What useful information can we get from our genome?

This is more of an add-on section, but it seems like the most genomic information we can derive is more Mendelian than molecular. This means that we can get inheritance information and compare based on that, but not get the full gene → phenotype which would be personally valuable. For example, Trio analysis involves looking at the parents and child, and VPOT can tell us some information about the inheritance. This is helpful in contextualizing and understanding a disease.

Autosomal dominant means that the child and one of the parents are affected by the genetic disease, while the other parent is not affected. This occurs when the gene variant is able to cause the disease when it is present in only one of the chromosomes, and not on both (like an OR gate in boolean logic). Huntington’s disease (recently treatable with gene therapy!) is an example of an autosomal dominant disease.
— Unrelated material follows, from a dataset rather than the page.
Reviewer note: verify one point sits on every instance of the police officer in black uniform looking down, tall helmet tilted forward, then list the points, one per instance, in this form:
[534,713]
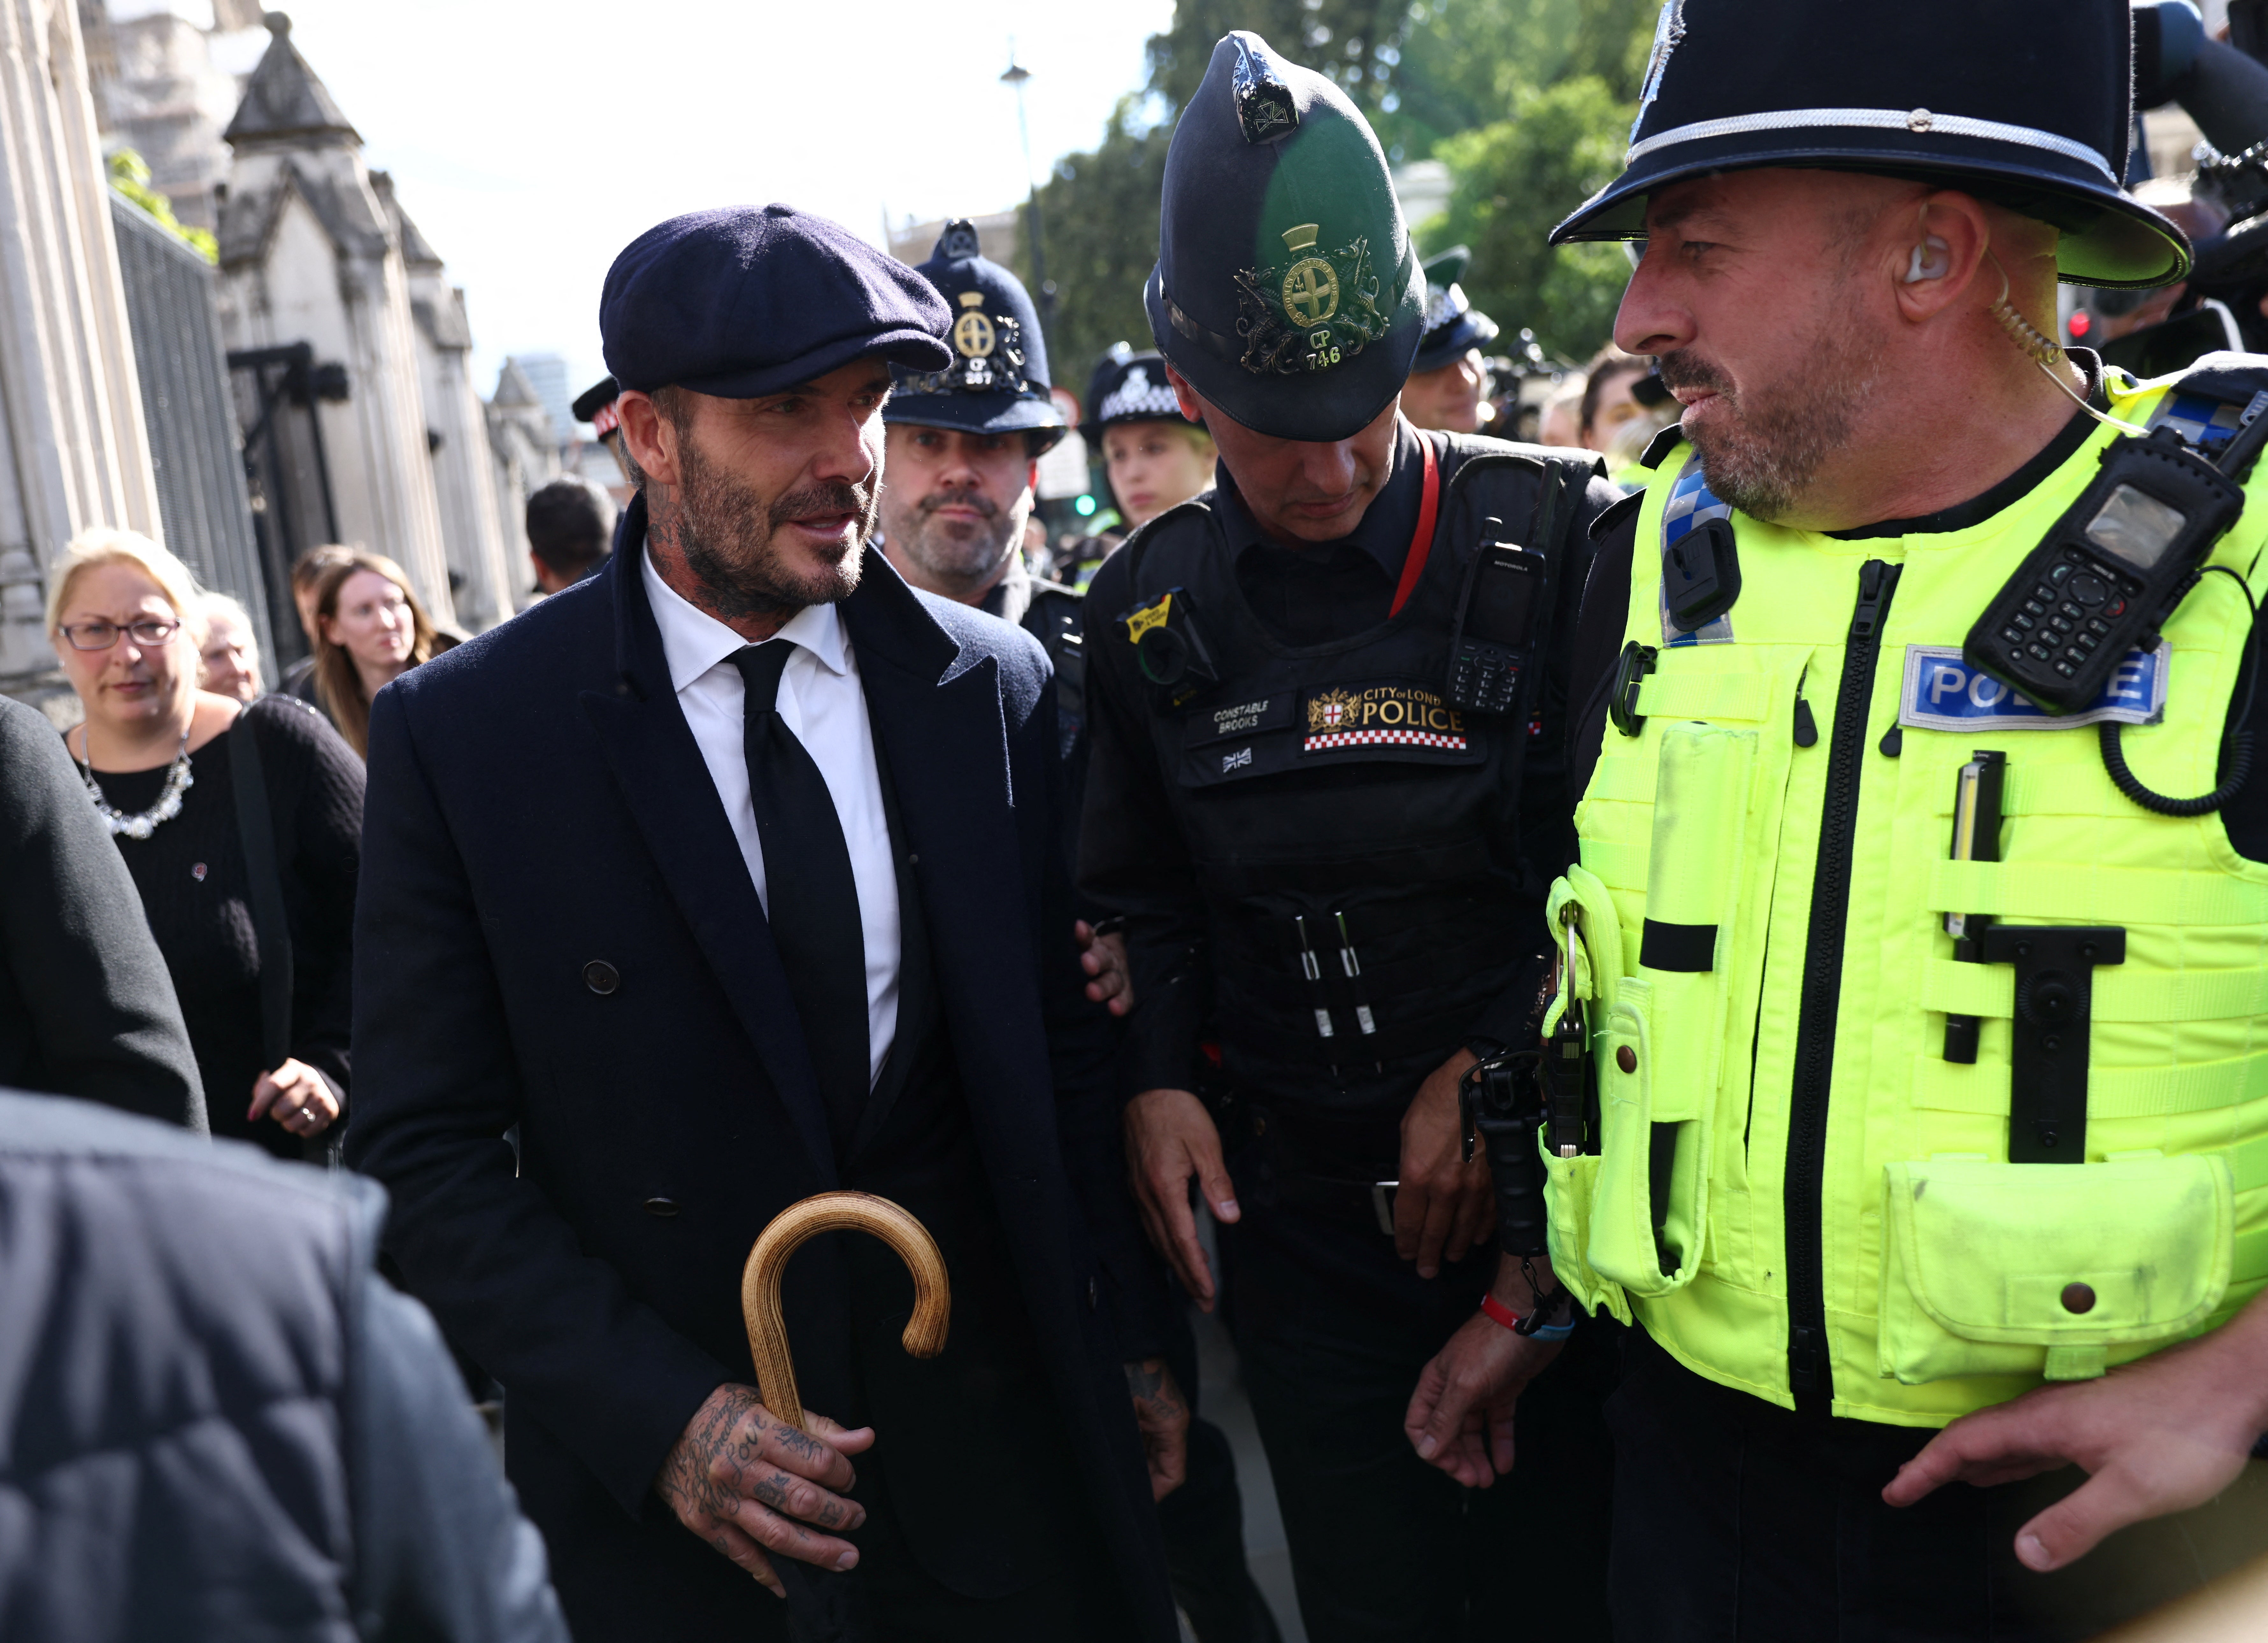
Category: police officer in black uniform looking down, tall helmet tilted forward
[1328,800]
Autosomal recessive means that the child is affected, but neither of the parents are affected. However, both parents are carriers. This occurs when the gene variant is able to cause the disease only when it is present on both chromosomes. Each parent has a copy of the variant on their own genome, and the child inherits that (like an AND gate in boolean logic). Cystic fibrosis is an example of this.
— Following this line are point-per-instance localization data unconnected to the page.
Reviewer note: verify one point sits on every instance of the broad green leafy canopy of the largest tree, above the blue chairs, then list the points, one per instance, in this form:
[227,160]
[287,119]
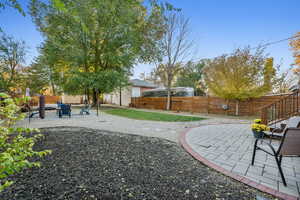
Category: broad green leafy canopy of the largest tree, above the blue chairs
[96,39]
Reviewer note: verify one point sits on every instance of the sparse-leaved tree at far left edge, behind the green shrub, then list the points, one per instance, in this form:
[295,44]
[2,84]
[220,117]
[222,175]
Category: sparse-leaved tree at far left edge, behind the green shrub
[12,59]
Compound heterozygous is similar to autosomal recessive, except it involved two different variants in the same gene. The parents each have one good copy of the gene, but each also has one bad copy. The child, unfortunately, inherits the combination of the two to get the bad gene (like an XOR gate but with AND- each has a complementary debilitating variant, when combined, cause the genetic disease in the child).

De-novo means that the child has a new variant that the parents don’t have. It has spontaneously risen in the embryo. There are 40-80 de-novo variants in each embryo, but usually they emerge in regions that don’t manifest the disease.

Case-control means creating a graph comparing all of the family members. It is essentially what Nucleus is doing with their family offering.